Queer Perspektiften Ferzan Özpetek Sineması: Kişisel Yolculuklardan Toplumsal Yansımalara

Yazan: Furkan Yurt

Ferzan Özpetek, sinema dünyasında özellikle İtalyan sinemasının uluslararası alandaki önemli temsilcilerinden biri olarak kabul edilmesinin yanı sıra Türkiye doğumlu olması itibarıyla Türk-İtalyan motiflerini bir arada işleme konusunda benzersiz bir konuma sahip. 1997 yılında çektiği ilk filmi Hamam ile dikkatleri üzerine çeken Özpetek, o günden bu yana queer temaları sinema dilinin merkezine koyan, toplumsal cinsiyet ve kimlik üzerine derinlikli anlatılar sunan bir yönetmen olarak öne çıkmakta. Bu yazıda, Özpetek’in sinema üslubu ve queer sinemaya yaptığı katkıları detaylı olarak ele alacak, sinematik dili ve tematik tercihleri üzerinden Özpetek’in Yeni Queer Sinema temasına şahit olacağız.

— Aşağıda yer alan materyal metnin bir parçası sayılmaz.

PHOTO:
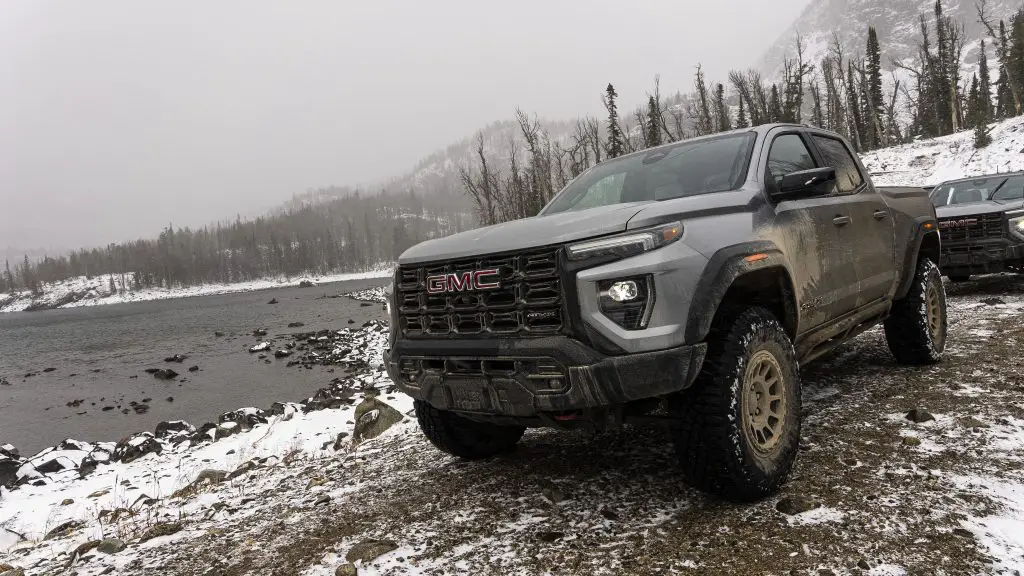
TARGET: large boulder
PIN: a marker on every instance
(373, 418)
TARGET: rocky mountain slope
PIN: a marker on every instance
(897, 22)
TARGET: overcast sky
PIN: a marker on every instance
(119, 117)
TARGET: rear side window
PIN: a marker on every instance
(1012, 190)
(788, 154)
(836, 155)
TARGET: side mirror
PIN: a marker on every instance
(805, 183)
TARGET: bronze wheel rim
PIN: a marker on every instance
(763, 402)
(934, 314)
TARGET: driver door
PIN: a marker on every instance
(809, 231)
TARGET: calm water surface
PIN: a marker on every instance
(96, 351)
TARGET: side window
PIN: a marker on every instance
(1013, 190)
(787, 155)
(836, 155)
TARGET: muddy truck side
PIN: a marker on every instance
(684, 284)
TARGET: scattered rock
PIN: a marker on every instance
(373, 418)
(346, 570)
(973, 423)
(165, 374)
(368, 550)
(111, 546)
(160, 529)
(64, 529)
(920, 416)
(136, 446)
(793, 505)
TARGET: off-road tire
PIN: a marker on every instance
(716, 449)
(915, 329)
(464, 438)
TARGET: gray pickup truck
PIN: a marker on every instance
(684, 284)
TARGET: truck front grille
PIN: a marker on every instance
(964, 229)
(526, 301)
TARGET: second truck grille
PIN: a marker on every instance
(971, 228)
(527, 300)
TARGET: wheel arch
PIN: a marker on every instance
(755, 275)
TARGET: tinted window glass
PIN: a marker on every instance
(688, 168)
(1012, 190)
(788, 155)
(836, 155)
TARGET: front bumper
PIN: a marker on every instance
(981, 257)
(535, 378)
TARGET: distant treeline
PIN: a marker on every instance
(340, 232)
(842, 91)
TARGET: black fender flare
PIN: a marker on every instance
(913, 251)
(723, 269)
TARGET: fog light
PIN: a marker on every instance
(624, 291)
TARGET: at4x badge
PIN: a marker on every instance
(464, 281)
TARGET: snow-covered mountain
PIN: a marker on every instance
(897, 22)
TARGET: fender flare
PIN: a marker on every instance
(722, 271)
(913, 251)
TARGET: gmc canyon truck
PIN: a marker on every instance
(981, 222)
(684, 284)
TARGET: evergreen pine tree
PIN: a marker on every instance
(722, 110)
(615, 146)
(741, 116)
(774, 106)
(875, 107)
(984, 82)
(653, 123)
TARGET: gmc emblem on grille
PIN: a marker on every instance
(963, 222)
(464, 281)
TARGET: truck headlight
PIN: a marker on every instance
(1017, 227)
(627, 301)
(629, 244)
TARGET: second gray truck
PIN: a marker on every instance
(684, 284)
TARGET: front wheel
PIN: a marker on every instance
(915, 329)
(738, 425)
(464, 438)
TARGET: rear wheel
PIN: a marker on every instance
(915, 329)
(464, 438)
(738, 427)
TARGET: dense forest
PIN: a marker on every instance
(341, 230)
(849, 93)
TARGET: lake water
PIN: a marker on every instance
(97, 351)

Ferzan Özpetek Sinemasının Ana Hatları

Özpetek’in sinemasını anlamak için öncelikle onun kökenlerine, İtalya’da edindiği kültürel birikime ve Türkiye ile olan bağlarına bakmak gerekir. İstanbul doğumlu bir yönetmen olan Özpetek, üniversite eğitimi için Roma’ya taşınmış ve İtalyan sinemasının önemli isimlerinden ders alarak kendini sinema dünyasına hazırlamıştır. İlk filmi Hamam‘da, hem İtalya hem de Türkiye kültürleri arasında mekik dokuyan bir hikâye sunması aslında onun kimlikler, sınırlar ve kültürel çatışmalar üzerine kurduğu sinema anlayışının da bir habercisidir. Özellikle yerinden edilme, aidiyet ve göç gibi temalar filmlerinde sıkça işlenmiştir. Bu temalar, sadece fiziksel bir mekândan ziyade, karakterlerin iç dünyasındaki göçlerle de ilgilidir.

Ferzan Özpetek, Nicole Grimaudo ve Riccardo Scamarcio

Özpetek’in sinemasında duygu ve mekân arasındaki ilişki güçlüdür. İtalyan neorealizminin etkilerini taşıyan bir görsel anlatım tarzına sahiptir. Bunu yaparken nostaljik bir duygu atmosferi yaratmakta usta olan Özpetek, renk kullanımı, ışık-gölge oyunları ve karakterlerin içsel dünyalarını dışa vuran görsel sembollerle çalışır. Bu bağlamda, Özpetek’in karakterleri genellikle “aidiyet” ile ilgili içsel bir sorgulama yaşar ve filmlerinin çoğunda, onların bu sorgulamalarla başa çıkma süreci izleyiciye sunulur.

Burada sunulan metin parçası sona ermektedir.